Sometimes the check valve is optional. Dealerships add them if they aren't present. A few inches before the first fuel line in the supply hose. Keeps the system from losing prime.


----------



## wjkrostek (Aug 31, 2013)

cochise1 said:


> I have a 2000 JD 5310 ag tractor. It has a 3 cyl diesel (55 HP). For some reason, if I leave the tractor idle for more than a week, I have to push the plunger on top of the fuel filter until I feel a lot of resistance, in order for the tractor to start. If I do not do this(sometimes I forget), it doesn't start. Then, I have to loosen the intake line at the fuel pump, push the plunger to get fuel flowing and than it will start. Basically, the same thing I need to do if I changed the fuel filter. No fuel leaks anywhere. Very strange. It started doing this about a year ago. I have had it for 13 years. Any ideas?


I have the same tractor 5310 with the same problem. I have found out that if I park with l More than 1/2 tank it have no problem starting. How much diesel is in your tank?


----------



## wjkrostek (Aug 31, 2013)

no response from you. keep your tank 1/2 full and let use know if it helps. I'll bet it does. By answering the question you may help others.


----------



## FredM (Nov 18, 2015)

wjkrostek said:


> no response from you. keep your tank 1/2 full and let use know if it helps. I'll bet it does. By answering the question you may help others.

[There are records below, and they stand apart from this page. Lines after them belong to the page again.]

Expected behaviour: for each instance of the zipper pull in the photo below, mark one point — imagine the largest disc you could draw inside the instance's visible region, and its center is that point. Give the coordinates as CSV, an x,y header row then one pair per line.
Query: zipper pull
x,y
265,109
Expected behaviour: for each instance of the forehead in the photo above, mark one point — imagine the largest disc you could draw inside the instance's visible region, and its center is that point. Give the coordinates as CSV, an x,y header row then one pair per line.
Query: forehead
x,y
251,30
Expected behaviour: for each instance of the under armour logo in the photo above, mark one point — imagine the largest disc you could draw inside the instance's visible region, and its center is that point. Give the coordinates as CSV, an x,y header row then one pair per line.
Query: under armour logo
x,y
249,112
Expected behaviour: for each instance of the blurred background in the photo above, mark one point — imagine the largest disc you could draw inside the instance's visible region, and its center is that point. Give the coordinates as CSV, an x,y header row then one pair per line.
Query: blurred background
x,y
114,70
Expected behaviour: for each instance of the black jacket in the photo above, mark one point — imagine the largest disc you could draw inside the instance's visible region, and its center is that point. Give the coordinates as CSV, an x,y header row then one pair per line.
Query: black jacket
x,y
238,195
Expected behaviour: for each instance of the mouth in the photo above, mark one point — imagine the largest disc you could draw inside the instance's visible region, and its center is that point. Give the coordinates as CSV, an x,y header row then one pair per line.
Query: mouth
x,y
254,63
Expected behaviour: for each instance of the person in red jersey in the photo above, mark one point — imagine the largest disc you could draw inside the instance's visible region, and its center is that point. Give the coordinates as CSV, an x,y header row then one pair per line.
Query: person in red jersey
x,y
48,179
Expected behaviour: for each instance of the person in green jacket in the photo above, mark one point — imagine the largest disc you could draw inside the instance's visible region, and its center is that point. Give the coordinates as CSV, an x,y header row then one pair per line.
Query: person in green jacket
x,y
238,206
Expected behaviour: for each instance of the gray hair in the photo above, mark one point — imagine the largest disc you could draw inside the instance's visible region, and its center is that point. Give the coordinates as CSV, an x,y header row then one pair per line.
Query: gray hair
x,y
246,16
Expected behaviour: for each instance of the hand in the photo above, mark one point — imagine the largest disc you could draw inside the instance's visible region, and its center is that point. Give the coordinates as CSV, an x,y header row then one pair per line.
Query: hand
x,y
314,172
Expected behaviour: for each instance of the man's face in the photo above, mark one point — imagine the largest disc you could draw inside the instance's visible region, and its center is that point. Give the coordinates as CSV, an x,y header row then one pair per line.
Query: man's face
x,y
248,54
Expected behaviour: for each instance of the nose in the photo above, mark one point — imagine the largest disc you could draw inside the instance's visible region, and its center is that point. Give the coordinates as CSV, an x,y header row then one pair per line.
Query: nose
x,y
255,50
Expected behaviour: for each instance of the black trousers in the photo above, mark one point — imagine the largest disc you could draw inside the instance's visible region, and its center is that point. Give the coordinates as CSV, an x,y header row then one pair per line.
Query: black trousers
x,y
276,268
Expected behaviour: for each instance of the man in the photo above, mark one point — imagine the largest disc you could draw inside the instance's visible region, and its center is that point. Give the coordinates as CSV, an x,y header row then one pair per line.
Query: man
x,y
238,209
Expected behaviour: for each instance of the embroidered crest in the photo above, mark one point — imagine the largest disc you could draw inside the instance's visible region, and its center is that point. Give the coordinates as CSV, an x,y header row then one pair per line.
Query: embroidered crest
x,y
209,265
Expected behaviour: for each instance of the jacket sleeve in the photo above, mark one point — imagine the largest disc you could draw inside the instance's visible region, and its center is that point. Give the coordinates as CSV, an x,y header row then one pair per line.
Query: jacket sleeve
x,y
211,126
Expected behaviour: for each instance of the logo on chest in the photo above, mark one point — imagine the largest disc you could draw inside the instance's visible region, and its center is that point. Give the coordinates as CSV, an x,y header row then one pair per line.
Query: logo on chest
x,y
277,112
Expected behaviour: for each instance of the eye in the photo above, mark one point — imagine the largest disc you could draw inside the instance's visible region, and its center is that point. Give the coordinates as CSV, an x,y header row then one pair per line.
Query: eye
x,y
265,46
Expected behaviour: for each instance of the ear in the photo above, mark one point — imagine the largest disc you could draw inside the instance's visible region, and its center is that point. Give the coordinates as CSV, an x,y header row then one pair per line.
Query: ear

That was back in 2013 bloke!!.


----------



## wjkrostek (Aug 31, 2013)

FredM said:


> That was back in 2013 bloke!!.


Why does it matter the information is still good to know. I'll bet if he keeps it parked with the tank half full the problem is solved. Maybe he still out there


----------



## FredM (Nov 18, 2015)

I doubt we will ever know.


----------